Denison Dam, Embankment dam across Bryan County, Oklahoma and Grayson County, Texas, United States.
Denison Dam is an earthen embankment dam built across the Red River on the border between Oklahoma and Texas, forming Lake Texoma. The dam is roughly a mile (1.6 km) long and is one of the largest earthen dams in the United States, built for flood control and power generation.
Work on the dam started in 1939 as part of a federal effort to tame the Red River, which had caused repeated flooding across the surrounding region for generations. The project was completed in 1944, with the final years of construction coinciding with World War II.
The dam sits on the state line between Oklahoma and Texas, and visitors can walk across it and stand in two states at once. The lake it created, Lake Texoma, draws people from both sides of the border for fishing and outdoor recreation.

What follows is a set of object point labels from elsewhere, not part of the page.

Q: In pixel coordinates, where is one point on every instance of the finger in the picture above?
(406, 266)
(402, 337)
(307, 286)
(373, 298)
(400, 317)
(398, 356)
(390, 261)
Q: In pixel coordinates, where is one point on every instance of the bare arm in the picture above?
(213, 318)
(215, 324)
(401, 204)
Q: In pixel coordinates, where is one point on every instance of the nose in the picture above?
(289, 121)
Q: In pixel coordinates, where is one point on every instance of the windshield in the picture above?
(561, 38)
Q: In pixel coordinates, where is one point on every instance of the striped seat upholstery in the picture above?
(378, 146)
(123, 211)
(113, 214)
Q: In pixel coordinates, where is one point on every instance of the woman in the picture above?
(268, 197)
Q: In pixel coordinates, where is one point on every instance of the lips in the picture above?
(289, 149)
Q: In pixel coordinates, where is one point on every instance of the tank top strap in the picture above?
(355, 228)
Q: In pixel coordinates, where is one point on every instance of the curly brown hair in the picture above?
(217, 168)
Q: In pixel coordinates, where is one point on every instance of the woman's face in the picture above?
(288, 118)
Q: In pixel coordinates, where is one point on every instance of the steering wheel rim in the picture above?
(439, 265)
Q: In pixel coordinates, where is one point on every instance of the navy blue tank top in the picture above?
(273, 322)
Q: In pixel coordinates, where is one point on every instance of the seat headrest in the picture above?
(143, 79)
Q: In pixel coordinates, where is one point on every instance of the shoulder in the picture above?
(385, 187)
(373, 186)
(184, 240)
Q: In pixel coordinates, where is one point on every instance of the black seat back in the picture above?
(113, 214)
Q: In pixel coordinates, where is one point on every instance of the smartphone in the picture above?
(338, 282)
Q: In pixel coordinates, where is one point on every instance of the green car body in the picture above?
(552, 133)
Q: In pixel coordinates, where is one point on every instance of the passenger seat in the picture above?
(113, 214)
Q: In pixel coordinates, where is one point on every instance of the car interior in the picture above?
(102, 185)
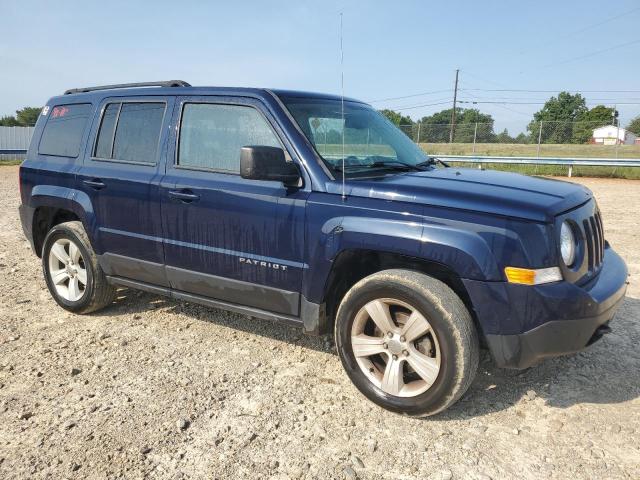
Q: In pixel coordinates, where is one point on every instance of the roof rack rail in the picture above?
(167, 83)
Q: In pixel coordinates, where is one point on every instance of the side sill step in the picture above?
(207, 302)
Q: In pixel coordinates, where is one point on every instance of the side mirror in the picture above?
(259, 162)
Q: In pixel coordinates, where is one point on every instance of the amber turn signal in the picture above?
(528, 276)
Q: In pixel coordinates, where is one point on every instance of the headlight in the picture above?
(567, 244)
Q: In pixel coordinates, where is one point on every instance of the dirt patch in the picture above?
(154, 388)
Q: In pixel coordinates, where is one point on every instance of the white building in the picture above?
(610, 135)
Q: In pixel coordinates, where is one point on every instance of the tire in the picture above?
(423, 375)
(81, 287)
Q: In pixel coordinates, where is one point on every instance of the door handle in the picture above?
(185, 196)
(96, 183)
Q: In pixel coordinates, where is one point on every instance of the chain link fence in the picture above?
(542, 139)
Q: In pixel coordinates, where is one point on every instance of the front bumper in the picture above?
(525, 324)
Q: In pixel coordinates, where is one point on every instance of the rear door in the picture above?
(121, 176)
(236, 240)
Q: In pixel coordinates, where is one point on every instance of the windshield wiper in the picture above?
(433, 161)
(395, 165)
(386, 164)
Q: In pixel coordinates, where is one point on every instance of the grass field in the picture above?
(522, 150)
(569, 151)
(519, 150)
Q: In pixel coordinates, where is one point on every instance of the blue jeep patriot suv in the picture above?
(317, 211)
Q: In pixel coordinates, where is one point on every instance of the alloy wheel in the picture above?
(395, 347)
(67, 270)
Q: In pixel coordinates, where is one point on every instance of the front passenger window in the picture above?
(211, 135)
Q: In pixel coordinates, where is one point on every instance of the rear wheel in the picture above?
(407, 342)
(71, 270)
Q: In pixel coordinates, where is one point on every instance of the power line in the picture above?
(408, 96)
(424, 105)
(453, 110)
(529, 103)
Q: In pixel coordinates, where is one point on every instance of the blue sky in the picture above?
(391, 49)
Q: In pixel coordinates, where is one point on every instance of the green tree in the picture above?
(28, 116)
(557, 116)
(25, 117)
(598, 116)
(436, 128)
(397, 118)
(504, 137)
(634, 126)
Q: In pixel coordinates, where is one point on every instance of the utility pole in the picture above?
(453, 113)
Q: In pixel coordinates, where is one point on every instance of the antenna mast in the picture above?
(344, 195)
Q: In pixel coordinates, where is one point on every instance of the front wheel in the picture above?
(407, 342)
(72, 272)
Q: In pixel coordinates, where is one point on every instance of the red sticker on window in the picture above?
(59, 111)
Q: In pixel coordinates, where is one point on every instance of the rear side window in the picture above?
(62, 134)
(130, 132)
(211, 135)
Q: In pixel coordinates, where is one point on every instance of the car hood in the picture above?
(488, 191)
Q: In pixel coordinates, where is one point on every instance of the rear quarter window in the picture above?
(62, 134)
(130, 132)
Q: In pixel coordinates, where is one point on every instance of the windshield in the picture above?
(372, 144)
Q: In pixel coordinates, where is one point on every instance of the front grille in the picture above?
(594, 236)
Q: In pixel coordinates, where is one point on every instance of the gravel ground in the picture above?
(154, 388)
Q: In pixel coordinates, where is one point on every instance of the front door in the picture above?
(121, 176)
(235, 240)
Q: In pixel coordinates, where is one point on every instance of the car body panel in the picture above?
(263, 249)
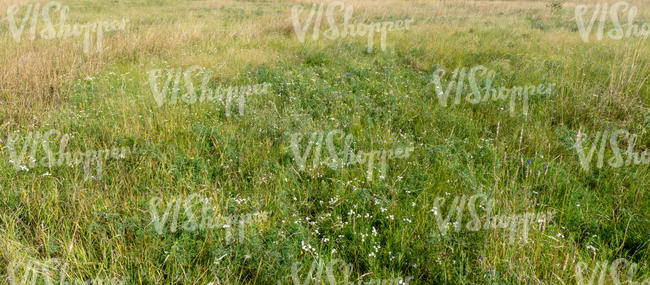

The dam is accessible by road and sits between the city of Denison, Texas and the Oklahoma side of Lake Texoma, making a car the easiest way to get there. Several parks and recreation areas surround the lake on both sides, so it is worth planning for at least half a day.
During the final years of construction, prisoners of war from North Africa were brought in to work on the site, an unusual detail for an American infrastructure project of that era. Their presence connected a remote corner of the American South directly to the wider events of World War II.